Mit großer Verwunderung reagiert die CDU-Fraktion Bad Homburg auf die Berichterstattung in der Presse über die Haushaltsdiskussion in der vergangenen Stadtverordnetenversammlung und der Pressekonferenz des „Bündnisses für Korwisi“.
 
„Ausdrücklich haben  wir auf einer eigens anberaumten Pressekonferenz und auch in der Haushaltsdebatte im Parlament selbst unsererseits Alternativen  zum Haushaltsentwurf der Koalition aufgezeigt“, so der CDU-Fraktionsvorsitzende Alexander Hetjes.
 
Die CDU sieht 5 Handlungsfelder, die nachhaltig zu Einsparungen bzw. Mehreinnahmen führen werden und Steuererhöhungen unnötig machen: So sind erstens die Personalkosten deutlich weiter gewachsen – nicht nur durch die Kinderbetreuung.
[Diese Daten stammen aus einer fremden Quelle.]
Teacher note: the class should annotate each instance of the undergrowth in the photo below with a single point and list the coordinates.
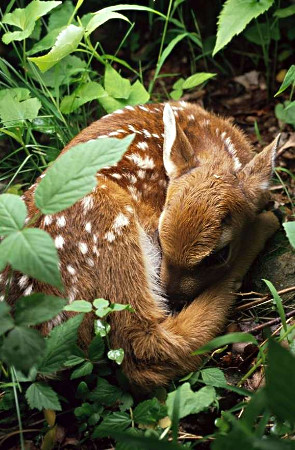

Hier gilt es, in den nächsten Jahren Stellen in der Verwaltung zu reduzieren. Zweitens müssen mehr Anstrengungen unternommen werden, neue Unternehmen nach Bad Homburg zu holen. „Dazu brauchen wir ein deutlich stärkeres Engagement in der Wirtschaftsförderung und vor allem stabile Gewerbesteuerhebesätze“, so Hetjes. Drittens ist mehr Kostendisziplin bei den laufenden Ausgaben in der Verwaltung erforderlich. Daher müssten beispielsweise die Erhöhung und Anzahl der Dienstreisen (71 %) auf den Prüfstand. Aber auch Ausgaben für Bachrenaturierungen und Landschaftsschutz in Millionenhöhe müssen hinterfragt werden. Viertens wurden die im Haushalt auffälligen, zum Teil erheblichen „Luftbuchungen“ als Haushaltsreserven im Ergebnishaushalt bemängelt. Hier sind Positionen für 2012/2013 wesentlich höher angesetzt, als sie nach derzeitigem Ist-Stand tatsächlich betragen. Als fünften Punkt hat die CDU zur Einsparung kreative alternative Lösungen zu verschiedenen Themen erarbeitet und in die Diskussion eingebracht. Dazu gehören zum Beispiel die Vermietung statt Abriss der Gebäude im Gustavsgarten und vor allem die Anmietung eines Rathauses statt dessen Sanierung bzw. Neubau.
 
„Als Opposition ist es unsere Aufgabe, die Regierung zu kontrollieren und Alternativen zu deren Politik aufzuzeigen, das haben wir getan“, erklärt Hetjes. „Was wir aber aus der Opposition heraus nicht können ist, einen neuen Haushalt aufzustellen. Das wäre aber nötig, da aus unserer Sicht die gesamte Grundstruktur des komplexen Haushaltswerks in Schieflage ist. Diese Schieflage kann durch  bloße Änderungsanträge und ohne Mitwirkung der Fachbereiche nicht solide korrigiert werden. Daher haben wir unsere Änderungsanträge auf das Nötigste beschränkt und den Oberbürgermeister und sein Bündnis aufgefordert, den Haushaltsentwurf zurückzuziehen, um ihn grundlegend zu überarbeiten, so dass er ohne Erhöhungen von Steuern und Gebühren auskommt“, so Hetjes.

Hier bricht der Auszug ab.